Wichtig, so einen Ort zu haben für jemanden, dessen Weg der des Schreibens war, als Lebensform und als Erkenntnisweg. Geprägt wurde Dieter wesentlich durch das zufällige Überleben im Krieg. Ein taz-Autor beschrieb die Folgen für seine Bücher so: „Man meint die Granate, die den 19-jährigen Wellershoff im Oktober 1944 bei einem sinnlosen Gegenangriff auf die russischen Stellungen schwer verletzte (…) in allen seinen Büchern noch pfeifen zu hören. Sie kann gleichsam ständig einschlagen…“ Dieter hatte – vielleicht deshalb und in einer erstaunlichen Verarbeitung des Erlebten – einen unerschrockenen Blick auf Selbstillusionen, Krisen, die permanente Möglichkeit des Scheiterns.

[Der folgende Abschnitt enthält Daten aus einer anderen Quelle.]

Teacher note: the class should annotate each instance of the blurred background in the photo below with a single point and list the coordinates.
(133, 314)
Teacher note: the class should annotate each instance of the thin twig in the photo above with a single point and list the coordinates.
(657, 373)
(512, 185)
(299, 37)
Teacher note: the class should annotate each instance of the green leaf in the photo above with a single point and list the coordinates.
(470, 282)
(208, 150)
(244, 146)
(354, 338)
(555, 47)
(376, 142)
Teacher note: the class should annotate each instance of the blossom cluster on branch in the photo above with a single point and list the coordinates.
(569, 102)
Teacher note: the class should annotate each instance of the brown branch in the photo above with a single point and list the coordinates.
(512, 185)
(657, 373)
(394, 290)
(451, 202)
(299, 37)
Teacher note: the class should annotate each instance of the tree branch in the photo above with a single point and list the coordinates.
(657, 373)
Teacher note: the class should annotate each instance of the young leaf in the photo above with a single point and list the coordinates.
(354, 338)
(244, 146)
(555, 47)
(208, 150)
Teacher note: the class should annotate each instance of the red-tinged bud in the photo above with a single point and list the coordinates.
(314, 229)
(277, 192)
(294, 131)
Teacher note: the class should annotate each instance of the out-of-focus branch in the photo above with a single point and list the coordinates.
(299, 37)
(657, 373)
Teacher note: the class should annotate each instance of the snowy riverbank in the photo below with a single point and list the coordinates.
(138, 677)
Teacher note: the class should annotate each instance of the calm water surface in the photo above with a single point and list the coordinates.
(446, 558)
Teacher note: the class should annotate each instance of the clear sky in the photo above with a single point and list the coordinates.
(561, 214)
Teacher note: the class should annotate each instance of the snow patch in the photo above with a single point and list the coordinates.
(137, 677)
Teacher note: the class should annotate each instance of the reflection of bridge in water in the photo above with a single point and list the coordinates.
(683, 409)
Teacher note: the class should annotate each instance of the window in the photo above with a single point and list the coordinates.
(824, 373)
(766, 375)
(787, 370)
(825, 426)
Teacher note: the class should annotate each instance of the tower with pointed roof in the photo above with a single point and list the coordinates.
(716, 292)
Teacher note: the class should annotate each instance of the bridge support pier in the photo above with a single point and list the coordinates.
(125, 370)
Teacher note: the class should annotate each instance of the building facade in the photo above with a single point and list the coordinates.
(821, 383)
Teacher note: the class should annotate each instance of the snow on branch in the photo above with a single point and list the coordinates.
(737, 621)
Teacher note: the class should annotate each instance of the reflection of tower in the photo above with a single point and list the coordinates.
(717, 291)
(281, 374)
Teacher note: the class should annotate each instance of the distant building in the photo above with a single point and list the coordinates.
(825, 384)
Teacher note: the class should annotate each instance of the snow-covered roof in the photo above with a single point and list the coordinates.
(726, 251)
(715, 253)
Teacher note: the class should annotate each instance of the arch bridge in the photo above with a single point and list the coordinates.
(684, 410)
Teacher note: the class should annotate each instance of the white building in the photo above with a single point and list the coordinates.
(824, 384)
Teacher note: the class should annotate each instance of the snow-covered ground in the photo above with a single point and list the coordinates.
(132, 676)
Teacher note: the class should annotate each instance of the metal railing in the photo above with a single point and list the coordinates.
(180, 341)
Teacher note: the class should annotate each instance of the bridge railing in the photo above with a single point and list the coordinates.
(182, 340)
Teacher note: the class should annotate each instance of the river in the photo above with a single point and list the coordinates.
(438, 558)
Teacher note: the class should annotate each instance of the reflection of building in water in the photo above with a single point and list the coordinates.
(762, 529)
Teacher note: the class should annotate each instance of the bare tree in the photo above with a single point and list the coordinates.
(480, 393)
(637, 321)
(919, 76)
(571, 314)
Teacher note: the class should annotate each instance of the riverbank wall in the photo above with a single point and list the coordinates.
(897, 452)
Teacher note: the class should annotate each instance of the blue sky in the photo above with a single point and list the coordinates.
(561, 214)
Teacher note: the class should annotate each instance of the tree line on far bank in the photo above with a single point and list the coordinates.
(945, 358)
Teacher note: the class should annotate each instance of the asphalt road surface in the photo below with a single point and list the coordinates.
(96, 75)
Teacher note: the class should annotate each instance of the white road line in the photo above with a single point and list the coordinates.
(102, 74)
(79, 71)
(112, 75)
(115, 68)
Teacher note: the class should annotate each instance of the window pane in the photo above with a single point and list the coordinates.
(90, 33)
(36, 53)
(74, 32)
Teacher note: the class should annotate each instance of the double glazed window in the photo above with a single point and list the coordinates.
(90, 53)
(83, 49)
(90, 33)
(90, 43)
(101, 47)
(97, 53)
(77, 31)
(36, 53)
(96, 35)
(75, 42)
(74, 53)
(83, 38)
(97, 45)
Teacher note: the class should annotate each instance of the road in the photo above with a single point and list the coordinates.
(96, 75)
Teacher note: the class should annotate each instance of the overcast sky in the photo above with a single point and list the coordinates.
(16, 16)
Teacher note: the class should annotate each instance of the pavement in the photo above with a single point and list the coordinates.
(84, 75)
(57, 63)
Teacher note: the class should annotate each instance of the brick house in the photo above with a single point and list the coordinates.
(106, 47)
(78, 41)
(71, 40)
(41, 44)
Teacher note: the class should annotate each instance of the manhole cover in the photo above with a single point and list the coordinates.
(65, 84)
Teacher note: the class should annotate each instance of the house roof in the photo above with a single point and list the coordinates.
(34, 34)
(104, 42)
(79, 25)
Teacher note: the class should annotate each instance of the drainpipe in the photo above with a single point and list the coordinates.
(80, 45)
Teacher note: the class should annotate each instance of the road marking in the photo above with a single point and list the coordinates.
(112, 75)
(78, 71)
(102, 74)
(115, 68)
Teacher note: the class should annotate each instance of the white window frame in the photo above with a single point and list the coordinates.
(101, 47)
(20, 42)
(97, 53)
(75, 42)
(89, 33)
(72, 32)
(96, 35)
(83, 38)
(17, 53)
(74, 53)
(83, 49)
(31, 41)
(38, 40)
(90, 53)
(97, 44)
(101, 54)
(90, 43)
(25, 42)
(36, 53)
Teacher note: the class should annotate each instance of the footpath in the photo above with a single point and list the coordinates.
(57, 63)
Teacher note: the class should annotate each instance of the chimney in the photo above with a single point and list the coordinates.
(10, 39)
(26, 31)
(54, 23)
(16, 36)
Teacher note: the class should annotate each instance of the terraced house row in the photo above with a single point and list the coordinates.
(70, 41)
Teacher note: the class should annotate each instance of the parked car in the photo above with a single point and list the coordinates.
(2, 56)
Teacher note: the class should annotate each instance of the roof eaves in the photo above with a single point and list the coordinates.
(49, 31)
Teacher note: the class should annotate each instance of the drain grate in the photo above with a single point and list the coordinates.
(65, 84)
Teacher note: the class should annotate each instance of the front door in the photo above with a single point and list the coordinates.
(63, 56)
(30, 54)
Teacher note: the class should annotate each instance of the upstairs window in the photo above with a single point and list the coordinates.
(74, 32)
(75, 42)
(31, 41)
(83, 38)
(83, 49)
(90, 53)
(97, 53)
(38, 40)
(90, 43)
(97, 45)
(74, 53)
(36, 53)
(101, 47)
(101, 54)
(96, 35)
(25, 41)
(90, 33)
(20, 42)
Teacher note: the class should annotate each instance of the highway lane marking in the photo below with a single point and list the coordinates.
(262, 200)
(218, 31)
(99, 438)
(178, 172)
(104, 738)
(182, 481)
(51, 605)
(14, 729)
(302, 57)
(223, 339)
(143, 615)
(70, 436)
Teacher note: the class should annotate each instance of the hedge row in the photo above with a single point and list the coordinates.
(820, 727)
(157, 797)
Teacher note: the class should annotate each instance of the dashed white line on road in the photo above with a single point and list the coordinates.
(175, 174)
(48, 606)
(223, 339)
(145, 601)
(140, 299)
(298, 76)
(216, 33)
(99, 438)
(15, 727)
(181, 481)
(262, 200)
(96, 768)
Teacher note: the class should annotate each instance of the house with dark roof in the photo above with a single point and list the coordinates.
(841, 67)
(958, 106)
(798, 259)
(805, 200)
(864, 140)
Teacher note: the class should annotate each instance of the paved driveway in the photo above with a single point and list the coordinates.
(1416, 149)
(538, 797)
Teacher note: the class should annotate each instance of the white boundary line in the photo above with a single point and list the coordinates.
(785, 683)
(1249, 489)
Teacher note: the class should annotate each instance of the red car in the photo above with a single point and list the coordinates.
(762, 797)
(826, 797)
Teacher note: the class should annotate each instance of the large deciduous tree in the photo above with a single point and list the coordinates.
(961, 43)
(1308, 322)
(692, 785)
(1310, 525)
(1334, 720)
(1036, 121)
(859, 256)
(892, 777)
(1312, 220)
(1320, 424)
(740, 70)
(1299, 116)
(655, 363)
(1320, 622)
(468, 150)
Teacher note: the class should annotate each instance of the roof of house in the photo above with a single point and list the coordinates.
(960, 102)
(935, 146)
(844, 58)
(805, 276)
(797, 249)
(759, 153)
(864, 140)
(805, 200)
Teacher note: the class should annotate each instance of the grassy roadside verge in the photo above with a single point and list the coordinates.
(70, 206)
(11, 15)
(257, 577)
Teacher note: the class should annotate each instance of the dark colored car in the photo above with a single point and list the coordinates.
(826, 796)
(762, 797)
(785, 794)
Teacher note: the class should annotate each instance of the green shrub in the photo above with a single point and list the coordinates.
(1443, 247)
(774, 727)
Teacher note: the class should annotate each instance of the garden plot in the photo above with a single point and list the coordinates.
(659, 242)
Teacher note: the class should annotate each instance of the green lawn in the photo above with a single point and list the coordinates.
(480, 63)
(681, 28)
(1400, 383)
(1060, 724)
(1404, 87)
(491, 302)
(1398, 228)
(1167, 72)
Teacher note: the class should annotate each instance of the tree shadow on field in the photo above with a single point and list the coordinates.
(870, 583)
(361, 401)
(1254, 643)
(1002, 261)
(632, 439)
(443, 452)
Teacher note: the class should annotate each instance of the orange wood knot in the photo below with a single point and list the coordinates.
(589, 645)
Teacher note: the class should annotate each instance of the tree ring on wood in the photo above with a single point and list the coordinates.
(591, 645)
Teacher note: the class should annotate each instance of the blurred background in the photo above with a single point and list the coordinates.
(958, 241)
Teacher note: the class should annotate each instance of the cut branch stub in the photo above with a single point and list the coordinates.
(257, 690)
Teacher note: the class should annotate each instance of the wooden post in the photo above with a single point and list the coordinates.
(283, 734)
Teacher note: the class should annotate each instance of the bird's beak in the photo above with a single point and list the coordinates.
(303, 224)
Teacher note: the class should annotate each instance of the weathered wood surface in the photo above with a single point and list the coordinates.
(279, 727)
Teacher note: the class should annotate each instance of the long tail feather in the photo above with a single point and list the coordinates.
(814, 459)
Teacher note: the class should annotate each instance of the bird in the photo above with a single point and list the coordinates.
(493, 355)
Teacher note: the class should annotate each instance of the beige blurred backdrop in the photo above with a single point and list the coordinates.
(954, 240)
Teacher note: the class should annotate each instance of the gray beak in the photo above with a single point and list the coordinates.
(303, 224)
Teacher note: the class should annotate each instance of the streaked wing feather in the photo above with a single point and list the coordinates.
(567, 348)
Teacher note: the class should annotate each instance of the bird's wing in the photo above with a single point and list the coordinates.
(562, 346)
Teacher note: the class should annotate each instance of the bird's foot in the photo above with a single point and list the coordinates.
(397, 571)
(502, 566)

Sich mit seiner Stadt beschäftigen, Anerkennung gewinnen, Familie gründen, zu sich selbst finden, schöpferisch sein. Auch das lese ich in seinem Werk und in seinem praktischen Tun, Lebensfreude, selbst wenn er sich mit Selbstironie als nächtliches Gespenst durch die Südstadt gehen lässt. Das unmittelbare und konkrete Interesse an seiner Umwelt. Er konnte sich an allem begeistern, an Erkenntnissen sowieso.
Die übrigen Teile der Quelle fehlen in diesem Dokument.